Selon l’Institut national du cancer (INCa), on estime à 382 000 le nombre de nouveaux cas de cancer pour l'année 2021 en France métropolitaine, 204 600 chez l’homme et 177 400 chez la femme.


Le nombre de cancer augmente t-il chaque année?

Depuis 30 ans, le nombre global de nouveaux cas de cancer en France augmente chaque année. Cela s’explique principalement par le vieillissement de la population – qui fait exploser le nombre de cancers du sein ou de la prostate – et l’amélioration des méthodes diagnostiques. Le maintien ou l’augmentation de certains comportements à risque dans la population favorise cette tendance : pour exemple, les chiffres du cancer du poumon chez les femmes augmentent depuis que le tabagisme s’est installé dans leurs habitudes.


Quel est le taux de mortalité?

À l’inverse de l’incidence, le taux de mortalité est en constante diminution depuis 25 ans. Cela s’explique par l’amélioration des traitements et des méthodes diagnostiques qui permettent de déceler les cancers à un stade plus précoce et donc plus facile à prendre en charge.


Cancer et vie professionnelle

Grâce à son Dispositif d’observation pour l’action sociale (DOPAS), la Ligue contre le cancer étudie tous les 2 ans l’impact social du cancer. La collecte 2020 s’appuie sur 2156 questionnaires et 86 recueils d’expériences.

Parmi les répondants actifs avant la maladie :

  • 44 % sont encore en arrêt maladie dont 66 % depuis plus de 6 mois ;

  • 27 % sont devenus inactifs (retraite - invalidité) dont 45 % du fait de la maladie ;

  • 23 % sont sans emploi dont 17 % ont changé de projet professionnel.
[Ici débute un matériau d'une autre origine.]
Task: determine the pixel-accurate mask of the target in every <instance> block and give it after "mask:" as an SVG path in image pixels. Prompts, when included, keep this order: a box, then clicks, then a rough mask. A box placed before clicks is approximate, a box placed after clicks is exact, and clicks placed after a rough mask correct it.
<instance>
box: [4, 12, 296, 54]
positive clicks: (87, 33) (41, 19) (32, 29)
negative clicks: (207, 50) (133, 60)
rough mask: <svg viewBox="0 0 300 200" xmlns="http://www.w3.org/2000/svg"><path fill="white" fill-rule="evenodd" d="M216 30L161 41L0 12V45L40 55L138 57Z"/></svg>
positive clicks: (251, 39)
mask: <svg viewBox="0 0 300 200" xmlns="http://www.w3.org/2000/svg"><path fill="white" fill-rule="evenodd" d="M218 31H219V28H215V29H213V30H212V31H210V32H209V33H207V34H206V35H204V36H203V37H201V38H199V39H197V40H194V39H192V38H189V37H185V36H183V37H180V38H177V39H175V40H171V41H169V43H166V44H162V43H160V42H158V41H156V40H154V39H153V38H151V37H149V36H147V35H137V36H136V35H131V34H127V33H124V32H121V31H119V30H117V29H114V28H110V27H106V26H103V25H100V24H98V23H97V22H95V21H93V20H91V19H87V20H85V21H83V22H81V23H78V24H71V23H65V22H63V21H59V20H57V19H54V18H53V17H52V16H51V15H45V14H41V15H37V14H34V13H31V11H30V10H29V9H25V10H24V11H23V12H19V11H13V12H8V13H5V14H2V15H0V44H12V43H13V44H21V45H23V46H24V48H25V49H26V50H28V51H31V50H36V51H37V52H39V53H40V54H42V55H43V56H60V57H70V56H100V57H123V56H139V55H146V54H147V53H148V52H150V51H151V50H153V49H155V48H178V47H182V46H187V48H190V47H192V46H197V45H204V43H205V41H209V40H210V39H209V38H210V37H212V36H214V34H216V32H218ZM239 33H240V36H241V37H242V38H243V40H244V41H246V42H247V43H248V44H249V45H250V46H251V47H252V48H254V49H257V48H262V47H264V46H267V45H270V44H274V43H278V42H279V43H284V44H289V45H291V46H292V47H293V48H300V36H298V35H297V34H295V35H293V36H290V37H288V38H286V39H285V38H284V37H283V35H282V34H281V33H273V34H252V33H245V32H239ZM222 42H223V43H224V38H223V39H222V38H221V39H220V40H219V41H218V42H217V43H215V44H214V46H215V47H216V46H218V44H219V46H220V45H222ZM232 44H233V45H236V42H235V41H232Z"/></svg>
Concilier travail et traitement

84 % des personnes enquêtées ont eu au moins un arrêt maladie. La plupart des répondants se sentent dans l’incapacité de travailler pendant les traitements, du fait des douleurs, de la fatigue et des effets secondaires. Mais, pour certains, travailler est une façon de lutter contre la maladie.

Pour d’autres, concilier traitements et travail est une nécessité économique. Malgré un état physique et psychologique fragile, certaines personnes sont obligées de reprendre un travail pour pouvoir faire face aux dépenses quotidiennes. C’est le cas de ménages déjà économiquement vulnérables ou de travailleurs indépendants.
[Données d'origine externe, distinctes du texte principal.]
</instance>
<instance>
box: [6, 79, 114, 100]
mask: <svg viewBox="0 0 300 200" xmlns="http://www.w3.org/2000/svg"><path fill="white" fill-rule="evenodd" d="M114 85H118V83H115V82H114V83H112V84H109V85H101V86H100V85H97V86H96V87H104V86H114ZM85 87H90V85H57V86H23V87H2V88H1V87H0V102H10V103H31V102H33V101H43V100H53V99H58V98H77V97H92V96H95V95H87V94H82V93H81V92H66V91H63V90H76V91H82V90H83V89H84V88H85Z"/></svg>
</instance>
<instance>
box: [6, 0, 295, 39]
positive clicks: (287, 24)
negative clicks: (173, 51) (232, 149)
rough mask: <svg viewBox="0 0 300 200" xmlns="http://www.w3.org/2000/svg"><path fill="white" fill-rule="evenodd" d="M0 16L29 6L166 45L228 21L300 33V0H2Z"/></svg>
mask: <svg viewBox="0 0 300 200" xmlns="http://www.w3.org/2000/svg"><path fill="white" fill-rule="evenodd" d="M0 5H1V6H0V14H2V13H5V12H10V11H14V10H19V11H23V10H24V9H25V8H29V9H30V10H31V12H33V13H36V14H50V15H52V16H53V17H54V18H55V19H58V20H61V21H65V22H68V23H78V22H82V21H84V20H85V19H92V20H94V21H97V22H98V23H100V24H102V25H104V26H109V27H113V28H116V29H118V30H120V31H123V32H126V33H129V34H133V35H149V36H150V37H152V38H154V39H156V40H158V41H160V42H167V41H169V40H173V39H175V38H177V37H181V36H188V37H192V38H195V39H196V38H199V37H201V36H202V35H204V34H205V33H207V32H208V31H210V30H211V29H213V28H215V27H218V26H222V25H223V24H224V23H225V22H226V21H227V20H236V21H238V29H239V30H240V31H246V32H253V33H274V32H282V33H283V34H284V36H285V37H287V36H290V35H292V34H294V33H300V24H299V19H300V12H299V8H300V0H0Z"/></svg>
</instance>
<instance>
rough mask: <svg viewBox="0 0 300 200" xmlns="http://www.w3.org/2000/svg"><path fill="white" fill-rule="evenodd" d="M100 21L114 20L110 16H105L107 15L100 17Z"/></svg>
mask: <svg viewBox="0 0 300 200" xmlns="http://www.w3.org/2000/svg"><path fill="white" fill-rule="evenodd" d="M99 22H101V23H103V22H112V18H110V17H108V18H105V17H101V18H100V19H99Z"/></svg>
Reprendre un travail, reprendre son travail

Le retour à l’emploi est marqué par une série d’interrogations pour la personne malade :

Suis-je capable de reprendre un travail compte tenu des éventuelles séquelles physiques et psychologiques ? Suis-je écoutée ? Comment trouver des informations sûres ? Quelles sont mes possibilités de retrouver mon poste ? Quels sont les dispositifs d’aide qui peuvent favoriser mon retour au travail ? Que signifie vraiment l’incapacité, l’inaptitude et l’invalidité ?
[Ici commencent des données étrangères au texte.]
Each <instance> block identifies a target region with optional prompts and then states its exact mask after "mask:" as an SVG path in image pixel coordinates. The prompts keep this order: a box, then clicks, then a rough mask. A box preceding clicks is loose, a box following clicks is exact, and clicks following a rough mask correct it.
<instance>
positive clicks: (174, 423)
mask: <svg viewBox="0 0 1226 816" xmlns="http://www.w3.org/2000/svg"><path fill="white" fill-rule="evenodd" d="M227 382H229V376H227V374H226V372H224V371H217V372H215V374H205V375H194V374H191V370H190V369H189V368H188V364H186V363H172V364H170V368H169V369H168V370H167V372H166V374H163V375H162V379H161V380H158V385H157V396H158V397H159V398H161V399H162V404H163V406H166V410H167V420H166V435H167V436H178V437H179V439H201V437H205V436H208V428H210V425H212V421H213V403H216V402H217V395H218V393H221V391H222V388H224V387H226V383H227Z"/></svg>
La palette des dispositifs d’aide au retour à l’emploi (temps partiel thérapeutique, visite de pré-reprise, aménagement du poste, invalidité, reconversion, etc.) est souvent confuse tant pour les personnes malades que pour les employeurs. Faute d’information et d’anticipation, la personne ne mesure pas toujours l’impact financier mais également sur sa santé.

Après s’être battues contre la maladie, les personnes atteintes d’un cancer doivent souvent entrer dans un nouveau combat : celui de retrouver leur place dans la vie active. Si plusieurs dispositifs contribuent à les accompagner dans leur retour à l’emploi, des freins subsistent.

L’environnement professionnel est tout aussi déterminant pour faciliter la reprise. Mais, les employeurs ne sont pas toujours au fait des démarches et possibilités. Les personnes malades soulignent la nécessité de les sensibiliser et de les former (notamment dans la fonction publique).



L'ancien malade, un salarié pas comme les autres?

Mais de quoi les entreprises peuvent-elles bien avoir peur ?

Pour le savoir, examinons le portrait-robot du salarié ayant connu un cancer. Physiquement d’abord, celui-ci rencontre parfois plus de difficultés à exécuter les mêmes gestes qu’avant. Selon l’opération qu’il a subie, il peut avoir du mal à porter des charges lourdes et une grande fatigabilité le rend souvent moins performant temporairement.

À ces évolutions, qui empêchent rarement la personne d’être déclarée inapte à reprendre le travail, peut s’ajouter un changement psychologique.

Les personnes ayant connu le cancer sont souvent confrontées à l’angoisse de la reprise du travail. Elles ont peur du regard de leurs collègues, doutent de leur capacité à retrouver leurs réflexes professionnels et ont parfois la sensation d’avoir échoué, d’avoir abandonné leur entreprise.

Cette perte de confiance peut avoir tendance à isoler le salarié du reste de l’équipe.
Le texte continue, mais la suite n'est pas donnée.